The district court certified the class with respect to the unpaid overtime, timely payment, and unfair competition claims. The court found that whether defendant had an unofficial policy of discouraging reporting overtime, defendant’s failure to reduce class members’ workload following reclassification, and defendant’s policy of treating employees’ salaries as exempt from overtime common to the class. Furthermore, under Rule 23(b)(3), the district court held that statistical sampling of class members could accurately and efficiently resolve the question of liability, while leaving the issue of individualized damages to a later date. The ninth circuit granted interlocutory appeal.
The ninth circuit affirmed on all counts. The court stated that whether the common questions were ultimately resolved in favor of one party or another was immaterial at class certification, as they go to the merits of the claims. On the due process issue, the court stated that many circuit courts (including the ninth circuit) have held that statistical sampling and representative testimony are acceptable ways to determine liability so long as these techniques are not expanded into the realm of damages. Thus, the court found the district court’s decision did not contradict Dukes or Comcast, and Leyva v. Medline Industries, 716 F.3d 510 (9th Cir. 2013) was controlling.
(Jimenez v. Allstate Ins. Co. (9th Cir. 2014) 2014 U.S. App. LEXIS 17174.)
California Case Update
Employer Can Terminate Employee for Failing to Participate in Fitness For Duty Examination After Other Employees Reported that that Employee’s Behavior was Frightening Them
The employee, a tenured professor at a university, sued the university and the Assistant Vice President of Human Relations for violations of FEHA, the Unruh Act, the Confidentiality of Medical Information Act, his right to privacy, and defamation after he was terminated for failing to participate in a Fitness for Duty (FFD) examination following reports from faculty members and school administrators that his behavior was frightening them. The employee argued that the employer’s demand for an FDD was unlawful and in retaliation for the employee’s earlier internal grievances (race-based discrimination and harassment against the employer), was unnecessary because the employee was willing to submit a letter stating that he did not intend to harm anyone, and was unsupported by any objective evidence because the employer refused to give more details as to the events underlying the request. The trial court granted a nonsuit against the employee on the defamation cause of action and a jury ruled in favor of the employer on the other claims.

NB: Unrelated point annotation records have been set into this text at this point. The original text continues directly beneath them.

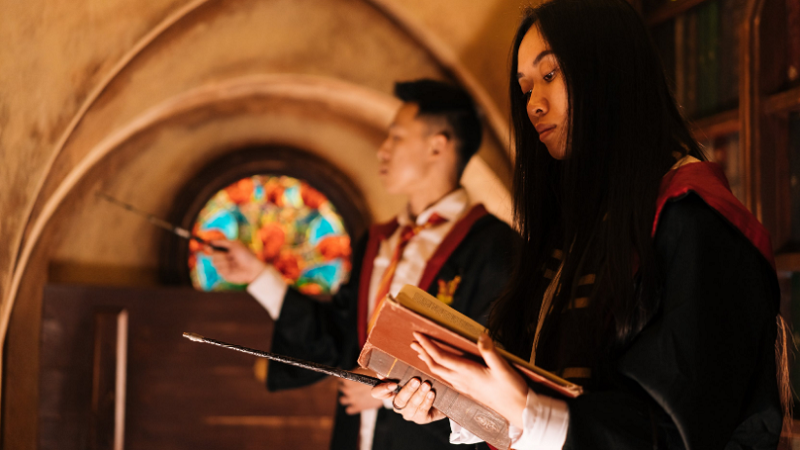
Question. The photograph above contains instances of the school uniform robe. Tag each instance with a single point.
(479, 249)
(701, 375)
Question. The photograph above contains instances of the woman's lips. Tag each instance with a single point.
(545, 131)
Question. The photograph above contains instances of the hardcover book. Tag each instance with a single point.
(388, 352)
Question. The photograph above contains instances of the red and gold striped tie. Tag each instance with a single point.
(406, 234)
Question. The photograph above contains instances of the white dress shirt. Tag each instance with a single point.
(269, 288)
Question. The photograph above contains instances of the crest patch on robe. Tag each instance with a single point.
(447, 289)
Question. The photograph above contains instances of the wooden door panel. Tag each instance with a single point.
(177, 394)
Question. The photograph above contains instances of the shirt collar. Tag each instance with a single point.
(450, 207)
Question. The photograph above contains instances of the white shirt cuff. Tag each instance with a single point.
(545, 421)
(460, 435)
(269, 289)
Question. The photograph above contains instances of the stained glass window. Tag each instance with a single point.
(286, 223)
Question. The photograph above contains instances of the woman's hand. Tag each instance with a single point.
(497, 385)
(356, 396)
(414, 402)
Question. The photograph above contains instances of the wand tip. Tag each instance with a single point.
(193, 337)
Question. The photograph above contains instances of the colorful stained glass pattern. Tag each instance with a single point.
(286, 223)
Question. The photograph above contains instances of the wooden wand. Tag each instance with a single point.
(174, 229)
(327, 370)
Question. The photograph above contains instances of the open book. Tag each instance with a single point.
(388, 352)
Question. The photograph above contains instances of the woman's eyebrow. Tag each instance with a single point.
(536, 61)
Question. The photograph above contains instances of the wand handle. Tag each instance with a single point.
(327, 370)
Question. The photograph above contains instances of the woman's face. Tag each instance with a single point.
(545, 93)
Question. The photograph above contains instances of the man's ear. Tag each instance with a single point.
(439, 143)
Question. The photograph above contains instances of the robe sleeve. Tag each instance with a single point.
(701, 374)
(321, 332)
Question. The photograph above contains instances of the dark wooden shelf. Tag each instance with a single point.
(788, 261)
(716, 125)
(670, 10)
(783, 102)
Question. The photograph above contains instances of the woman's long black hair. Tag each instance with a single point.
(625, 133)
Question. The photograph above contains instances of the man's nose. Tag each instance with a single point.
(383, 151)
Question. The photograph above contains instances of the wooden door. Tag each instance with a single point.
(116, 373)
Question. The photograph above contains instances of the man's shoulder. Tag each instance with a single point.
(489, 224)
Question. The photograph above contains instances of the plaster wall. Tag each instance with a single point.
(134, 97)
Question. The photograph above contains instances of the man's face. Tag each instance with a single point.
(405, 155)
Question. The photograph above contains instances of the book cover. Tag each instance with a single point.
(388, 352)
(396, 322)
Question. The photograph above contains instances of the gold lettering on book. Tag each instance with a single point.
(488, 423)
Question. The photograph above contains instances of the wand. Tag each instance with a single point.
(174, 229)
(327, 370)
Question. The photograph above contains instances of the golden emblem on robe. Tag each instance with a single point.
(447, 289)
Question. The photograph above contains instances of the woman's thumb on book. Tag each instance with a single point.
(486, 347)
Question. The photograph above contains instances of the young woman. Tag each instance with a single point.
(642, 278)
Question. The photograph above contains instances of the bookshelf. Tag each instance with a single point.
(746, 54)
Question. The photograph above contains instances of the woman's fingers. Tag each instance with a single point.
(489, 353)
(404, 396)
(384, 390)
(443, 357)
(425, 411)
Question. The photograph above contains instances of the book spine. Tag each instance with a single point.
(664, 37)
(794, 168)
(702, 59)
(793, 32)
(680, 62)
(712, 83)
(481, 421)
(691, 63)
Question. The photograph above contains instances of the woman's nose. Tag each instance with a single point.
(537, 105)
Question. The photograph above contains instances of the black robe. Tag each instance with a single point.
(701, 375)
(328, 333)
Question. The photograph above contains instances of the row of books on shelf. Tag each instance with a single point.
(701, 50)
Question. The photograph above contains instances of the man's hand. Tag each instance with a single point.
(239, 265)
(357, 397)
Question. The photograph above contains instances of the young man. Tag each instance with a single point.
(439, 242)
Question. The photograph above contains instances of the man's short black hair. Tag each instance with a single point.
(437, 99)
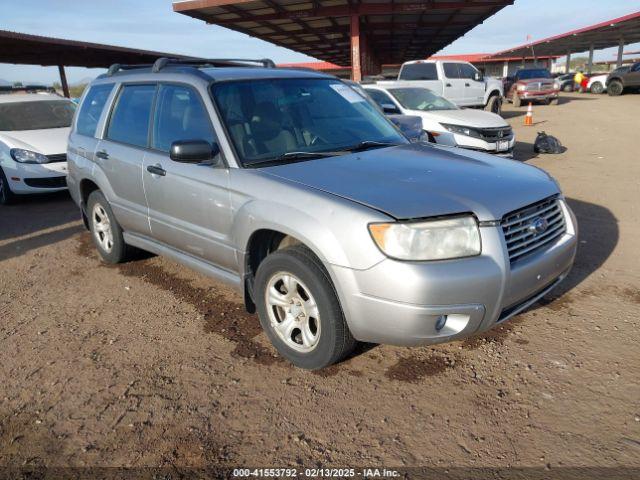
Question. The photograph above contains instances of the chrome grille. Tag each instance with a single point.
(519, 227)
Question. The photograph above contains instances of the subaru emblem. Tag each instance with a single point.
(538, 225)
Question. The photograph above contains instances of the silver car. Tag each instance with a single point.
(290, 186)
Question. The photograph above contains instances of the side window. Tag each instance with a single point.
(380, 97)
(91, 109)
(451, 70)
(180, 115)
(467, 71)
(130, 117)
(419, 71)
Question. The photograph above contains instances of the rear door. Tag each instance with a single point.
(473, 89)
(454, 88)
(189, 204)
(119, 156)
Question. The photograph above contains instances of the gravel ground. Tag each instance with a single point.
(151, 364)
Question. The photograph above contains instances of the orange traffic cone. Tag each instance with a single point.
(528, 120)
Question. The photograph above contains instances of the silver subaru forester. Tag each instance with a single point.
(292, 187)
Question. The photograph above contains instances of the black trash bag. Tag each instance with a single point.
(547, 144)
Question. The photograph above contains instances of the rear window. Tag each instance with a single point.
(91, 109)
(130, 118)
(419, 71)
(36, 115)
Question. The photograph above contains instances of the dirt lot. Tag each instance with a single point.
(151, 364)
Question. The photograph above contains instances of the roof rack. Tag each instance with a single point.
(163, 62)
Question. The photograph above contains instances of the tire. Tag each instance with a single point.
(597, 88)
(7, 197)
(103, 224)
(615, 88)
(494, 104)
(298, 281)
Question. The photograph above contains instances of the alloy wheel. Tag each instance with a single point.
(102, 227)
(293, 312)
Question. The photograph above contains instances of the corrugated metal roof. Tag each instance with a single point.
(394, 31)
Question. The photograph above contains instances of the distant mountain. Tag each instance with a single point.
(84, 81)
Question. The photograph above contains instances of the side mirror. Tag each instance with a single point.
(389, 108)
(193, 151)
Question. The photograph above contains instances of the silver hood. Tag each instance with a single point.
(418, 181)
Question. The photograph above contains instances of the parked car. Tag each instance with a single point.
(532, 85)
(444, 122)
(620, 80)
(409, 125)
(459, 82)
(33, 143)
(290, 186)
(565, 82)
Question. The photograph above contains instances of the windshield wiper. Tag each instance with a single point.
(368, 145)
(292, 156)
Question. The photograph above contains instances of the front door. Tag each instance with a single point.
(120, 156)
(189, 204)
(454, 88)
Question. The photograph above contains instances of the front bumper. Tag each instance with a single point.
(477, 144)
(25, 178)
(402, 303)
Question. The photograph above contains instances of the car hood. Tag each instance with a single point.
(466, 116)
(49, 141)
(418, 180)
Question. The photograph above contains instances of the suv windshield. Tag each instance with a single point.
(534, 73)
(295, 118)
(421, 99)
(36, 115)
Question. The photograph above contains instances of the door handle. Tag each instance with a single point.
(156, 170)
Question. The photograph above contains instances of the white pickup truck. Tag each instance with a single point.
(459, 82)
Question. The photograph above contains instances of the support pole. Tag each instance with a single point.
(356, 63)
(63, 81)
(620, 51)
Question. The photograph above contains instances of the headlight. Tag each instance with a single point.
(428, 240)
(462, 130)
(27, 156)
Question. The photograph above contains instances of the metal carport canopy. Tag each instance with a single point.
(616, 32)
(364, 34)
(25, 49)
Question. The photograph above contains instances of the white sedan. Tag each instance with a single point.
(33, 143)
(444, 122)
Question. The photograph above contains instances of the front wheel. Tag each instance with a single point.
(6, 195)
(615, 88)
(299, 309)
(105, 230)
(494, 105)
(517, 101)
(597, 88)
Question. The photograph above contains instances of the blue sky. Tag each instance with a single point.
(151, 24)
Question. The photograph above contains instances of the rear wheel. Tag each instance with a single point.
(105, 230)
(6, 195)
(597, 88)
(615, 88)
(299, 309)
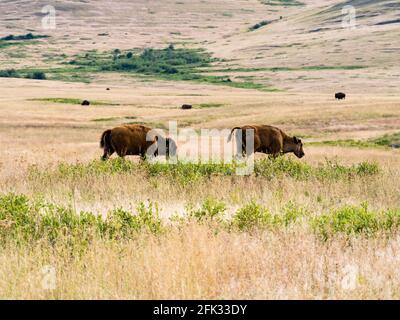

The court of appeal affirmed on all counts. With regard to the FEHA claim, the court stated that the requirement for an interactive process was not implicated because the employee never acknowledged having a disability or sought any accommodation for one. Further, the court found substantial evidence that the FDD was job-related because multiple people reported multiple instances of threatening behavior on the employee’s part. On the Unruh Act claim, the court found there was substantial evidence that the employer had a legitimate concern because the thrust of the evidence showed that the employer did not know what was causing the employee’s behavior, not that the employer had determined the behavior resulted from a disability. On the Confidentiality of Medical Information claim, the court stated that because the FFD was job-related and consistent with business necessity, the discharge was “necessary” within Cal. Civ. Code section 56.20(b) because the employee refused to release medical information required for the FFD. Finally, the defamation claim was upheld given the defense verdicts on the other allegations. The court also found that the trial court did not err when it denied the employee’s motion in limine to exclude evidence that he could have mitigated his damages, nor did the trial court err by excluding the employee’s request for production of evidence, which the employee argued could have supported a spoliation of the evidence jury instruction.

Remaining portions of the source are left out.